Monday, January 10, 2011

The "Natural Man"

Very likely, the most illustrative verse of scripture on the role, attributes, and future of the “natural man” was uttered by King Benjamin in his majestic address to his people. “For the natural man is an enemy to God, and has been from the fall of Adam, and will be, forever and ever, unless he yields to the enticings of the Holy Spirit, and putteth off the natural man and becometh a saint through the atonement of Christ the Lord, and becometh as a child, submissive, meek, humble, patient, full of love, willing to submit to all things which the Lord seeth fit to inflict upon him, even as a child doth submit to his father” (Mosiah 3:19).


What do we learn from this verse of scripture? Until Adam and Eve submitted themselves to the enticings of Lucifer and fell from a state of immortality to one of mortality taking the world and its contents with them the earth thus evolving from a terrestrial sphere to one of a telestial nature, God’s spirit children could not be branded “natural” in the scriptural sense of the word. Indeed even after their fall, Adam and Eve were not examples of natural persons given that in the garden they were made knowledgeable about the gospel which understanding they took with them as they were ushered out of their plush surroundings and began tilling the hostile earth. Children were born to them in the course of time, “And Adam and Eve blessed the name of God, and they made all things known unto their sons and their daughters” (Moses 5:12). It was at this point, in the progression of things, that “Satan came among them, saying: I am also a son of God, and he commanded them, saying: Believe it not; and they believed it not, and they loved Satan more than God. And men began from that time forth to be carnal, sensual, and devilish” (Moses 5:13).

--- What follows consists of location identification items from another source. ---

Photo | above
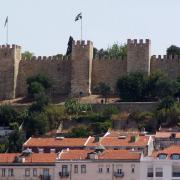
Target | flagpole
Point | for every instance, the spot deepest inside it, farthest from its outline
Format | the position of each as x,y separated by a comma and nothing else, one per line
7,32
81,29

So who are the natural men? The children of our first parents down to this very day who have never had the opportunity to hear the gospel preached or who rejected the gospel when it was preached to them or turned their backs on the gospel after they had received it. The Prophet Benjamin makes clear that in general terms the believers or saints are not numbered among the natural men because they have “put off the natural man and become [Saints] through the atonement of Christ the Lord.” In Benjamin’s words, we are obligated to “become as a child, submissive, meek, humble, patient, full of love, willing to submit to all things which the Lord sees fit to inflict upon us, even as a child doth submit to his father.” The Lord expressed this notion somewhat differently when He said “no power or influence can or ought to be maintained by virtue of the priesthood, only by persuasion, by long-suffering, by gentleness and meekness, and by love unfeigned; By kindness, and pure knowledge, which shall greatly enlarge the soul without hypocrisy, and without guile” (Doctrine and Covenants 121:41-42).

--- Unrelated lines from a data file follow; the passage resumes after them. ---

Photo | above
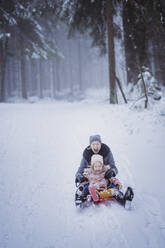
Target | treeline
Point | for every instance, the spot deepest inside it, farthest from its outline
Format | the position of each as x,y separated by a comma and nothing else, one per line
36,59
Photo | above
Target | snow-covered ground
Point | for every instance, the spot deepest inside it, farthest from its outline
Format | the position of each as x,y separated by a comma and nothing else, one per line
40,150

However, again I say, we Saints, those of us who are members of The Church of Jesus Christ of Latter-day Saints, should take to our hearts and understandings the realization that we may fall from our somewhat protected standing if we fail to actively pursue our sainthood. Unfortunately, many about us and before us have done so. Here are the warning words of Brother Hugh Nibley and the Prophet Nephi: “Being carnal, sensual, and devilish is an acquired skill. Nephi gives up on his own people but cannot excuse them: ‘And now I, Nephi, cannot say more; the Spirit stoppeth mine utterance, and I am left to mourn because of the unbelief, and the wickedness, and the ignorance, and the stiffneckedness of men; for they will not search knowledge, nor understand great knowledge, when it is given unto them in plainness, even as plain as word can be’ (2 Nephi 32:7)” (Hugh Nibley, “One Eternal Round,” Temple and Cosmos, 387).


It is a simple dichotomy. Natural men “love Satan more than God,” while Saints love God and embrace the gospel while rejecting all things which are of Satan. Saints seek to be one with God by means of the atonement. Or as Brother Nibley taught, “Those humans, spirits, or angels who are ‘at one’ with God are naturally at one with each other and with all his creatures” (Ibid., 379).